Le premier client vitrine est Agility Robotics. Son humanoïde Digit intègre IGX Thor et Halos Core, et travaille déjà chez Amazon, GXO, Schaeffler et Toyota Motor Manufacturing Canada, rapporte The Robot Report. Peggy Johnson, patronne d'Agility, insiste sur le fait que la sécurité doit être embarquée dans le robot et validée à l'échelle du système entier, pas ajoutée en périphérie. En parallèle, Neura Robotics prend une route complémentaire, avec une peau artificielle capable de sentir un contact avant qu'il n'ait lieu et une détection sans contact des humains, dans l'idée de sortir ses robots des cages sans passer par une norme unique.

L'honnêteté impose deux réserves. D'abord, ce que le WSJ décrit reste très largement de la parole de constructeur et de fournisseur de puces; peu de retours indépendants existent encore sur le comportement de Halos en incident réel. Ensuite, la projection Barclays de 200 milliards de dollars de revenus pour les humanoïdes d'ici 2035, relayée dans la couverture, est un ordre de grandeur, pas un plan de charge. Ce que le reportage ne dit pas, c'est le coût par robot d'une intégration Halos ni comment la couche déterministe arbitre en cas de désaccord avec la perception probabiliste.
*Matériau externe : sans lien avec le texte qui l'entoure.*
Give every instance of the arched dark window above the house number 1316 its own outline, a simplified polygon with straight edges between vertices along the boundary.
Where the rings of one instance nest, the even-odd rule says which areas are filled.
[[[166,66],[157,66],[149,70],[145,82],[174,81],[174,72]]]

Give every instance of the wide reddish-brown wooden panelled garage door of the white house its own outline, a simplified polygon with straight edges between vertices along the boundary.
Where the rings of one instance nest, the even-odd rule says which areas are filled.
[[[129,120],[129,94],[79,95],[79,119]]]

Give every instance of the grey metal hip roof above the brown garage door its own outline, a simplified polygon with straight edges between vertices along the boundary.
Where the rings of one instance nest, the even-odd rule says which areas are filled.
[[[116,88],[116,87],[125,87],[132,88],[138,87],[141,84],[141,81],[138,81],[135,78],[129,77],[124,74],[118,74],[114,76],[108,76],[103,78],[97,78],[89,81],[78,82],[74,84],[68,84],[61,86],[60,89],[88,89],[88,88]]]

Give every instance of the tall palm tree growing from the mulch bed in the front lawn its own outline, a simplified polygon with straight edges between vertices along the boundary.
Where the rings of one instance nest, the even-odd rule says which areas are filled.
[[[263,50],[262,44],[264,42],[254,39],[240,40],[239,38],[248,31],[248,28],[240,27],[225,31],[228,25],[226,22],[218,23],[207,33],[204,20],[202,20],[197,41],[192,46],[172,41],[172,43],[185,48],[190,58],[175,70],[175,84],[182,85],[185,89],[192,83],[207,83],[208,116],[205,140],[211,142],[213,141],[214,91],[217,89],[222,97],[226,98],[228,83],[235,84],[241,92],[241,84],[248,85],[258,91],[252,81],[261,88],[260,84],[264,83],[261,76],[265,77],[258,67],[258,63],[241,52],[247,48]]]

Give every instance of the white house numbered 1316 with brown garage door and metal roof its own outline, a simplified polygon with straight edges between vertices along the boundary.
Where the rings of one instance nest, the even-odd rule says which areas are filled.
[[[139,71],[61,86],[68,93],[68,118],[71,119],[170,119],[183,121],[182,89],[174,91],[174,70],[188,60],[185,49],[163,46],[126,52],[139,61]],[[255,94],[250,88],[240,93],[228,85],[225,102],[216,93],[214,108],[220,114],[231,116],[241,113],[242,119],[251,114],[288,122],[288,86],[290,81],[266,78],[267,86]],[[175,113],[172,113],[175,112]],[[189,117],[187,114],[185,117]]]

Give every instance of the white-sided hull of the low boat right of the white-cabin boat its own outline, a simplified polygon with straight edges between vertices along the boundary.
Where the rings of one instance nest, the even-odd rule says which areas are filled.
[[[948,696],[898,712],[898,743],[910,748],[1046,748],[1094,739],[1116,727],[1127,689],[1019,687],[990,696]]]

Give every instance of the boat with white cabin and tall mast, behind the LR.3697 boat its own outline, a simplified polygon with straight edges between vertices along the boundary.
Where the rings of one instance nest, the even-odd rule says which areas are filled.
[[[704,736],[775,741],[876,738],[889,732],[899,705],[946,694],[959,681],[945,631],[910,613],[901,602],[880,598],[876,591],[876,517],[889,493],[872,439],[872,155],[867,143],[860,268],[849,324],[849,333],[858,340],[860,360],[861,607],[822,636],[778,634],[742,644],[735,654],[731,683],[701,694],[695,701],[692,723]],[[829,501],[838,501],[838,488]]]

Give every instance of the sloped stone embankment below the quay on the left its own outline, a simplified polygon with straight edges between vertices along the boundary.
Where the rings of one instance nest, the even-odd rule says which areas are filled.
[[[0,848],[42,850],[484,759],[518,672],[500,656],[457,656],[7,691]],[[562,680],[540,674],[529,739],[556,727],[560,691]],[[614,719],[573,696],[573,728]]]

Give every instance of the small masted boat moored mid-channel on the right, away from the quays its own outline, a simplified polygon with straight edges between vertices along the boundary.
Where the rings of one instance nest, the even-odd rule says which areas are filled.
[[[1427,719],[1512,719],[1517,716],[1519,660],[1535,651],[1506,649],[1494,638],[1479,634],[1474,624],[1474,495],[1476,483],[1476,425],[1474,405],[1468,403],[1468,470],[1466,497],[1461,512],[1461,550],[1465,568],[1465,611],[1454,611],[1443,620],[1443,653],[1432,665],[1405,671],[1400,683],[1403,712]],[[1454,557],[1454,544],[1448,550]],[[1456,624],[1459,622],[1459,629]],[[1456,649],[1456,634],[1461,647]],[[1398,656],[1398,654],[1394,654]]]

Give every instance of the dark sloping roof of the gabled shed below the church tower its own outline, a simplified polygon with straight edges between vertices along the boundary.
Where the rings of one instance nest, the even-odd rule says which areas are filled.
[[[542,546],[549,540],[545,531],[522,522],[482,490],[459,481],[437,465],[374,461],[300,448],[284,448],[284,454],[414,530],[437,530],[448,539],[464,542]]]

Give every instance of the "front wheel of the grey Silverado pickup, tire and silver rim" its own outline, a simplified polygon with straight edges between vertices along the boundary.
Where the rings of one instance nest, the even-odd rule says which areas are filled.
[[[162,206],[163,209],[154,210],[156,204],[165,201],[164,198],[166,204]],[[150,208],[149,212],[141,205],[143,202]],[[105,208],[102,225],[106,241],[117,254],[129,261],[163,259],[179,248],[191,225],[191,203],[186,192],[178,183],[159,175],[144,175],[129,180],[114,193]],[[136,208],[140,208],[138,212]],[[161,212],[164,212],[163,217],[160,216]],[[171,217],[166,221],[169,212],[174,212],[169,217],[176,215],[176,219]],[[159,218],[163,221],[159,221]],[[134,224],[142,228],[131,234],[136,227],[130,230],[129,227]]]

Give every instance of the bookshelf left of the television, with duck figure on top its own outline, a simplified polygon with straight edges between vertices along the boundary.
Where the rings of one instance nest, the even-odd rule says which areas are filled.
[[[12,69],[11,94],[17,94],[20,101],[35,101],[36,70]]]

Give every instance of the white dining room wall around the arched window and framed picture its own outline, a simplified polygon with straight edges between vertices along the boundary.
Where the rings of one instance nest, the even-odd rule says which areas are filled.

Ce qui rend malgré tout le moment intéressant, c'est que la sécurité des humanoïdes devient un produit vendable et certifiable, avec des acteurs (TÜV Rheinland, UL, exida) prêts à jouer leur rôle d'arbitre. Le premier fabricant capable d'aligner Halos et un dossier de certification propre est celui qui pourra vraiment sortir son robot de la cage chez un client sensible.